«Ed io? Io, allo sbaraglio in ogni modo, colla spada di Damocle sospesa sul mio capo, di un decreto che mi mandi a casa del diavolo o in pensione. Per questo ultimo scandalo ormai sono incompatibile a Miralto. Dopo tutto, ella vede che non merito il biasimo ch’ella voleva infliggermi.

L’abile diplomatico, vedendo rasserenarsi la fisionomia di Ruggeri, sorridendo finamente, con una punta di sarcasmo e d’ironia, terminò dicendo:

— Il curioso ed il deplorevole in tutto questo disgraziato pasticcio si è che quel miserabile di Della Giovine era pagato coi denari del conte Giuliano... Vede come siamo serviti dai nostri confidenti?

A tale considerazione, Ruggeri non potè trattenersi dal sorridere anch’egli.

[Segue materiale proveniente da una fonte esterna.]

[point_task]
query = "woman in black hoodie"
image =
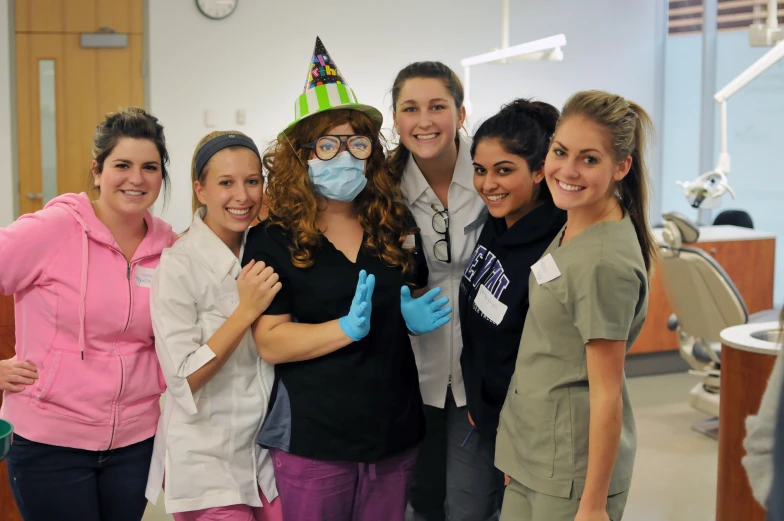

— Curioso infatti; ma doppiamente deplorevole... Ed ora che c’è da fare?

— Nulla, qui. Essendo cessate le pubblicazioni del Ventriloquo, fra una settimana non si parlerà altro dell’accaduto... A lei, che ha tante relazioni alla Camera, il fare in modo che questa ultima tegola non sia micidiale per me.

— Tutti i salmi finiscono in gloria, pensò Ruggeri... Tacque, senza aver l’aria di assentire o di negare.

Il commendatore si alzò, non senza difficoltà, per la sproporzione del sedile troppo basso colla lunghezza delle gambe, e congedandosi se n’andò, sempre più convinto di essere un grand’uomo.

— Ho fatto un vero miracolo, ho domato il leone!